I’ve also realized an innate sense of urgency for change within myself. I recognize that I currently possess the creative and entrepreneurship abilities to make socially just solutions to tangible disparities. It has become more so a personal duty to exercise these abilities right now rather than simply acknowledging such inequities. I aspire to shatter internalized oppression, giving underserved students experiences that will help them recognize their inner potential and ability to pursue advanced science and engineering careers—even despite institutional obstacles.

Dr Oertling donations
Collecting donations of LEGO robots and laptops from Dr. Annette Oertling, retired Tulane professor and president of FIRST Louisiana-Mississippi


“There are no failures, only lessons.  No failure is permanent. Everything is iterative. Life is iterative. Celebrate failures in life, as you would in design. Fail, learn, improve.”

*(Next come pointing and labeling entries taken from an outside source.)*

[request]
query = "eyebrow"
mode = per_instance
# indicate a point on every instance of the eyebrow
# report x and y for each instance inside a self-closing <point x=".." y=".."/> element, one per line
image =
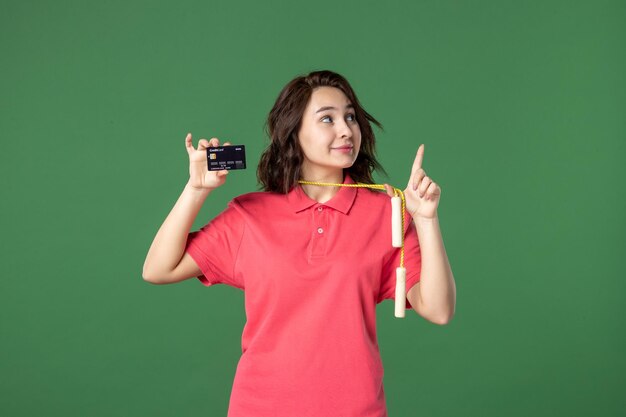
<point x="349" y="106"/>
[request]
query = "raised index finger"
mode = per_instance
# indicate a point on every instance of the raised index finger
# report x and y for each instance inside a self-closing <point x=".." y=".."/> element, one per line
<point x="417" y="164"/>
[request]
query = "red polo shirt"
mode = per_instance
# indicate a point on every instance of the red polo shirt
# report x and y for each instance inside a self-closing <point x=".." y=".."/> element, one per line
<point x="312" y="275"/>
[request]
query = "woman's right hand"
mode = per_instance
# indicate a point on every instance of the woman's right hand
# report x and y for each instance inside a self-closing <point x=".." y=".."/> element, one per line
<point x="199" y="175"/>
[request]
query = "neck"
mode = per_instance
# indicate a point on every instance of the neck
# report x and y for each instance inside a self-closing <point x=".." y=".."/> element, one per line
<point x="322" y="194"/>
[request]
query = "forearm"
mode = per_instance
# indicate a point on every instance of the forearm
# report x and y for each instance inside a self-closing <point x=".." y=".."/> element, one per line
<point x="169" y="243"/>
<point x="437" y="286"/>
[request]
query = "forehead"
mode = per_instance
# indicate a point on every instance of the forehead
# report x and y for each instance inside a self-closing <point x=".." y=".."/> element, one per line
<point x="327" y="96"/>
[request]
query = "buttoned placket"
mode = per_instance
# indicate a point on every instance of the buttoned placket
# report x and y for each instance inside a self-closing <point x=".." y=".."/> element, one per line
<point x="320" y="222"/>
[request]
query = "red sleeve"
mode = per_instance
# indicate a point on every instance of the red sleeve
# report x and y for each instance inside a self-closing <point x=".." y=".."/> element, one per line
<point x="412" y="263"/>
<point x="215" y="248"/>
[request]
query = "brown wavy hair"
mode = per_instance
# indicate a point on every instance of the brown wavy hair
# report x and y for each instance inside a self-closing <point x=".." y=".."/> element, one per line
<point x="280" y="164"/>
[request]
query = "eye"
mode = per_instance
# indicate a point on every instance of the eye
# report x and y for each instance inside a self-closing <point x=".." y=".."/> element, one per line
<point x="351" y="117"/>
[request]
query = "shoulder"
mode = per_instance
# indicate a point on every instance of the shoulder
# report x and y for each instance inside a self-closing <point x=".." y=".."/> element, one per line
<point x="258" y="202"/>
<point x="372" y="196"/>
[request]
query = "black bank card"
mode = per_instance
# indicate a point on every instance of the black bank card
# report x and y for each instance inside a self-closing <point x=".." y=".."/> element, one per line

As I continue to develop RoboRecovery and expand its impact, I still have much more to learn from my experiences and mistakes. Pathways and opportunities will flop—just as many have already. But the development of this venture is an iterative process, one just like the engineering design process we teach robotics students. As the word “robot” brings to mind “inspiring,” “enriching,” and “educational,” so too has this entrepreneurial process—it’s a journey that’s been “inspiring,” personally “enriching,” and an “education” I’ll never forget.